Build a dynamic star-rating system using vanilla JavaScript
Wondering how possible?
Now, borrow me your 4 minutes for a ride.
What you need to know to build this simple system;
html, css, Javascript, DOM manipilation.
We will start by creating a simple html document or page.
In this simple html page, apart from the document basic structure, there’s unorder list and list items in it that contains html entity characters for printing a star-shape within the text content of the list items.
A division to hold the output from user interactions and a script tag that will aid me point to my external javascript file.
our HTML is ready and set for our system.
Now let’s move quickly and style our page for a better layout and look.
If you were keen enough, you learnt that we added class attribute to the elements in our html page.

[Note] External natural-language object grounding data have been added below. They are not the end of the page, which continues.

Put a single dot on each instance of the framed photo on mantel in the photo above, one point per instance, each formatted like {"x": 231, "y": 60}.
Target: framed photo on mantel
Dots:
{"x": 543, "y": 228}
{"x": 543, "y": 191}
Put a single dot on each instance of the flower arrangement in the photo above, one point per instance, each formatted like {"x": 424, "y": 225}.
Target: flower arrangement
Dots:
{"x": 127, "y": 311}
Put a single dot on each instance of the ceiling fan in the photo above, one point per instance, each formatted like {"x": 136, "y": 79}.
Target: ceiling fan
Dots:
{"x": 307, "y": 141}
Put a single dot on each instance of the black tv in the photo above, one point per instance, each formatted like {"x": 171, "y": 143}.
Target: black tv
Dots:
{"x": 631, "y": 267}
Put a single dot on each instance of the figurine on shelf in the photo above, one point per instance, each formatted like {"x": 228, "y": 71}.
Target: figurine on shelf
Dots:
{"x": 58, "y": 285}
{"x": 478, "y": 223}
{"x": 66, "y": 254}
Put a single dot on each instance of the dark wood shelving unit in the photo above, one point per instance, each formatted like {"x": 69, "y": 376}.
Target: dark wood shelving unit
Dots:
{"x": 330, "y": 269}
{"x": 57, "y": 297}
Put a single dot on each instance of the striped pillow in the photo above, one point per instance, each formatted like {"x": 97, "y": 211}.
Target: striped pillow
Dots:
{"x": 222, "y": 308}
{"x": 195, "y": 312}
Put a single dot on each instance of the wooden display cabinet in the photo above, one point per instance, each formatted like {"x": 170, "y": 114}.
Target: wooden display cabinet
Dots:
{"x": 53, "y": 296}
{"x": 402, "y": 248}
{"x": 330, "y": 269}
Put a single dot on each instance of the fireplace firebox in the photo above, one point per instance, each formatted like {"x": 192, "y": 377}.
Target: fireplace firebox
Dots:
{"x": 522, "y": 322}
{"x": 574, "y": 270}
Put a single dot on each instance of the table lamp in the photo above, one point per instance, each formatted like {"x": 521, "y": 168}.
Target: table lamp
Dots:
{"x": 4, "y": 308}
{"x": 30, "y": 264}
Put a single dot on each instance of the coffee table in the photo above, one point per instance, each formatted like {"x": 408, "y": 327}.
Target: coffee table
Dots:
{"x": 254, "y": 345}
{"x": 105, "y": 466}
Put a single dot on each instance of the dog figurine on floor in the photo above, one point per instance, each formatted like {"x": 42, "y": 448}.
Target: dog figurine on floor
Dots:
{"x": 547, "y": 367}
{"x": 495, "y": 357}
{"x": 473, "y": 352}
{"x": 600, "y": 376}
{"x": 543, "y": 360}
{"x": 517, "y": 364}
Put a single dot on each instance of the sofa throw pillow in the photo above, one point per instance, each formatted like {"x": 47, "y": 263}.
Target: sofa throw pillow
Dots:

I have used classes to style my page as shown in this snippet. I have used html style tag in the head section to style my html page but you may also decide to create an external css and link link using the link element.
That said and done, Let’s move to the script for functionality.
On the script above, We only want to perform an action on the page once the DOM content is loaded so we start by listening to the DOMContentLoaded event of the document object.
Once loaded, It calls my callback function which is passed as an argument to the event listener. In the function ratingStars, we have a for loop that is looping over the html collection of elements with a class of star.
Notice we are calling a function ratingStarElement in the for loop with length property because we have ratingStarElement function that returns HTMLCollenction which looks like an array and have a length property just like an array and it’s iterable.
Inside the for loop, we are adding an event listener that listen for any click event on each element with a star-shape which invokes a ratingStarClickHander function and binds the arguments when there’s any click action.
The function takes two parameters, index and event :-
index — the position of the li item clicked in the collection (zero based indexing)
event — action from user, click action for our case.
The first if statement checks if the event is true — event can only be true when it happened, then we identify the element clicked, we get the parent then get all it’s children , the target element siblings. The parent siblings returns an HTMLCollection.
We loop through all the childrent and remove the class orange if the have.
In the second if statement, we’re checking if the target element clicked does not have a previous sibling — you may not have a previous sibling only if you’re the first.
If it’s not the first child, then we’ll add orange class to all the sibling elements that came before the target element and the target element itself.
Otherwise, we’ll just add the class to the target element alone.
— target element:— this is the html element on which an action occurred.
Becasue we said that index in the HTMLCollection is 0-based, and rating starts from 1 through 5, we must add 1 to the index of the item that is clicked every time to get the expected result.
Finaly, We call addTextContent function that takes two arguments: — classname, and text.
This function returns text content added to the HTML element of the specified class and it also invokes another function that returns an html element with a specified class.